In uno studio su 180 persone al primo trattamento contro l’HIV, l’inibitore capsidico Lenacapavir a lunga durata di azione, somministrato per via sottocutanea  ogni sei mesi, è risultato conferire dopo quasi un anno una efficacia soppressiva in oltre il 90% dei casi.  
Diversi studi hanno mostrato l’efficacia della PrEP con il farmaco cabotegravir per via intramuscolare ogni 2 mesi. In uno studio su 4500 partecipanti in diversi continenti, l’efficacia di prevenzione del Cabotegravir risulta superiore del 66% rispetto al trattamento preventivo con Tenofovir/emcitrabina per via orale.      
La somministrazione di anticorpi monoclonali contro l’HIV e di un attivatore cellulare è potenzialmente in grado di agire anche sulle cellule che contengono il virus in forma latente. Uno studio effettuato su 59 persone con infezione da HIV ha dimostrato che nelle persone alle quali alla terapia antiretrovirale veniva aggiunti l’anticorpo monoclonale 3BNC117 e l’attivatore romidepsina, l’infezione poteva essere controllata anche in assenza della terapia, con 6 persone HIV-soppresse per 12 settimane e una per oltre 3 anni. 
E’ stato riportato il caso di una donna HIV-positiva sottoposta a trapianto a base di cellule staminali “miste” (aplo-trapianto) provenienti dal sangue di un parente parzialmente compatibile e dal cordone ombelicale neonatale le cui cellule contenevano la mutazione doppia CCR5-delta-32, che determina la resistenza all’HIV. Dopo tre anni di trattamento antiretrovirale e nessuna evidenza della presenza del virus, questo veniva interrotto e a distanza di 14 mesi non è stata più riscontrata alcuna presenza del virus nel plasma e nei linfociti con assenza degli anticorpi anti-HIV.

Vaccinazione contro il COVID-19
Diversi studi hanno valutato le modalità e l’efficacia della vaccinazione contro COVID-19 nelle persone con infezione da HIV. La copertura vaccinale per gli HIV-positivi è risultata ricalcare quella della popolazione generale con differenze significative tra i Paesi delle diverse aree del globo. In particolare, in molti Paesi dell’Africa Sub-Sahariana la copertura vaccinale è risultata inferiore al 40% mentre in Europa, Asia e America Settentrionale rasentava il 90%.

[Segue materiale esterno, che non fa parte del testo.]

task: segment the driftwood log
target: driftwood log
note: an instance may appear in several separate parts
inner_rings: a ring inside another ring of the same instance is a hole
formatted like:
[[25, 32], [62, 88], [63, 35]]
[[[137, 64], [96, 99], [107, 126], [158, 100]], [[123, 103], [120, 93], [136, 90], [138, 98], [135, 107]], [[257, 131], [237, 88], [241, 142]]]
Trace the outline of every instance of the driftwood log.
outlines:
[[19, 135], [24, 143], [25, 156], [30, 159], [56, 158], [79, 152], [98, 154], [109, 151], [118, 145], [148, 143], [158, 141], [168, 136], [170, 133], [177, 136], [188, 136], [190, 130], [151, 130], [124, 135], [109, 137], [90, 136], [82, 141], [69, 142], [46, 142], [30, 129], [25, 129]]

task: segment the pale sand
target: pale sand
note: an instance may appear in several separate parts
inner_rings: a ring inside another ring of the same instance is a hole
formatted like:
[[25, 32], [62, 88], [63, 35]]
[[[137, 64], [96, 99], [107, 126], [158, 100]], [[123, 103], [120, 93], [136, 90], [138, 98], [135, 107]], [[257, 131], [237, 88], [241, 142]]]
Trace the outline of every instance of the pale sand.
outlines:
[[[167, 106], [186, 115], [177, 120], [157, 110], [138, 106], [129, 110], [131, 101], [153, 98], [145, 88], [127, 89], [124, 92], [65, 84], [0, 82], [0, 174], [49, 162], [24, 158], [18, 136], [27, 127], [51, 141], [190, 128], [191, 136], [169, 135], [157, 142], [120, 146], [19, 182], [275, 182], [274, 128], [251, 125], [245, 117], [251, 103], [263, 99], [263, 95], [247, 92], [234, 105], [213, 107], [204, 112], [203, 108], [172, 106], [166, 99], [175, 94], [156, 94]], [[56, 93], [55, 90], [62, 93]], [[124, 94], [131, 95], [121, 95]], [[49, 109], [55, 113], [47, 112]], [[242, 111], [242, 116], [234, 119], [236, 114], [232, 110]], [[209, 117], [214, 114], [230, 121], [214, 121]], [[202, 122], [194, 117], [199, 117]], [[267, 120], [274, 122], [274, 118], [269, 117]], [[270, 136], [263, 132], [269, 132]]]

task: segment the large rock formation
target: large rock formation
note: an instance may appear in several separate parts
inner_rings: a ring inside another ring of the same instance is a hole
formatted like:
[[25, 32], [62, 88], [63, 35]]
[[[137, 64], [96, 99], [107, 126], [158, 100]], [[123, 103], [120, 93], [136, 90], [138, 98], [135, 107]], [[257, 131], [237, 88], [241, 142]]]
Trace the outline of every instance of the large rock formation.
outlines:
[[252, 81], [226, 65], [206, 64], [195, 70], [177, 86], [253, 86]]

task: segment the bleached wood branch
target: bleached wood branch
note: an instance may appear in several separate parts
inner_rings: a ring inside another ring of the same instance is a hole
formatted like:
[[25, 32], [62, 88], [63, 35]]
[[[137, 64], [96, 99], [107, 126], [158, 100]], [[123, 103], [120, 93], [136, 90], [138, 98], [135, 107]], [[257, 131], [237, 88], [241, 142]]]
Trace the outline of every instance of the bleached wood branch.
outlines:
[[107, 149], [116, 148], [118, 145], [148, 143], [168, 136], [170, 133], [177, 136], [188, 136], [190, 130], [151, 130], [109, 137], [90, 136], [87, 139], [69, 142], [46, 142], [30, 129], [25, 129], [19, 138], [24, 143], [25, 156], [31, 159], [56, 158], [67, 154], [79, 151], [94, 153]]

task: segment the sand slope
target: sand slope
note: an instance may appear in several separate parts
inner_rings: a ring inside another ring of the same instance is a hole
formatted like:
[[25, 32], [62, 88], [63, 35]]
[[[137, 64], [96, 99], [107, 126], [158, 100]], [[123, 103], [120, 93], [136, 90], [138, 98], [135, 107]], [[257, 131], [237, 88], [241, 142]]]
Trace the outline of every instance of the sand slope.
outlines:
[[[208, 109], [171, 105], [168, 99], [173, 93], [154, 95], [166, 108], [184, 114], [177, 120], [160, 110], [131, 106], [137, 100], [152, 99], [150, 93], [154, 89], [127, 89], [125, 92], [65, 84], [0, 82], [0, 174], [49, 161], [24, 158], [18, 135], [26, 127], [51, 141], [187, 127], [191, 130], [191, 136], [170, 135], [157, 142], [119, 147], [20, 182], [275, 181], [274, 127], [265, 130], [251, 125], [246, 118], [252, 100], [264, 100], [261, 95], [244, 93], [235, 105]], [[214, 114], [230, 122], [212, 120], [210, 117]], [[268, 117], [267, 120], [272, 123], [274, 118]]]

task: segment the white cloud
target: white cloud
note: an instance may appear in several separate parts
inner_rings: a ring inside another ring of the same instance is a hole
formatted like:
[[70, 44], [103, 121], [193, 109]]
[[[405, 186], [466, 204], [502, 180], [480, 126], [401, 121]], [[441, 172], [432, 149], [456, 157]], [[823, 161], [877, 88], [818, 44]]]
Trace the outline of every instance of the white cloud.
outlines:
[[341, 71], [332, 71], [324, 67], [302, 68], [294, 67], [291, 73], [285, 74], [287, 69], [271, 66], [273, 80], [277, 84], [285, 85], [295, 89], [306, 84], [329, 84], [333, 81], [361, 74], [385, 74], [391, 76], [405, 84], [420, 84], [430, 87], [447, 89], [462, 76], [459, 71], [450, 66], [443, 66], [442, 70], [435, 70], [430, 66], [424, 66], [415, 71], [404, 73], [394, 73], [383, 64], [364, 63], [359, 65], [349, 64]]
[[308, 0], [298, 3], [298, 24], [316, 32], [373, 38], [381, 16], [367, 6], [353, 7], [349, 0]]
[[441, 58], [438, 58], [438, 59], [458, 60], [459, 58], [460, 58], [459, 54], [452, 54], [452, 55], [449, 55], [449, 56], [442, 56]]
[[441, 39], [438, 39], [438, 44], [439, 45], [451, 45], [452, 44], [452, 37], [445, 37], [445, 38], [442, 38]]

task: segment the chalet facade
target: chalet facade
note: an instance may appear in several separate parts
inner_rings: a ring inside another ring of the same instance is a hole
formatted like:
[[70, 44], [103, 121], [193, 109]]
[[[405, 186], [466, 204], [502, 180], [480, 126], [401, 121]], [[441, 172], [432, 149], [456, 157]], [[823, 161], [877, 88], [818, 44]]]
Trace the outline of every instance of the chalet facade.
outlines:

In più studi è stato riportato che la risposta immunitaria al vaccino contro il COVID-19 nelle persone HIV-positive risulta paragonabile a quella della popolazione generale, con una rilevante riduzione della risposta cellulare ed anticorpale solo nei casi in cui i linfociti CD4 risultavano al di sotto del 200/mm3. L’effettuazione della dose booster ha comunque incrementato in tutti i casi la risposta contro il Sars-CoV2 anche se questa continuava a risultare più bassa nelle persone con una maggiore compromissione del sistema immunitario.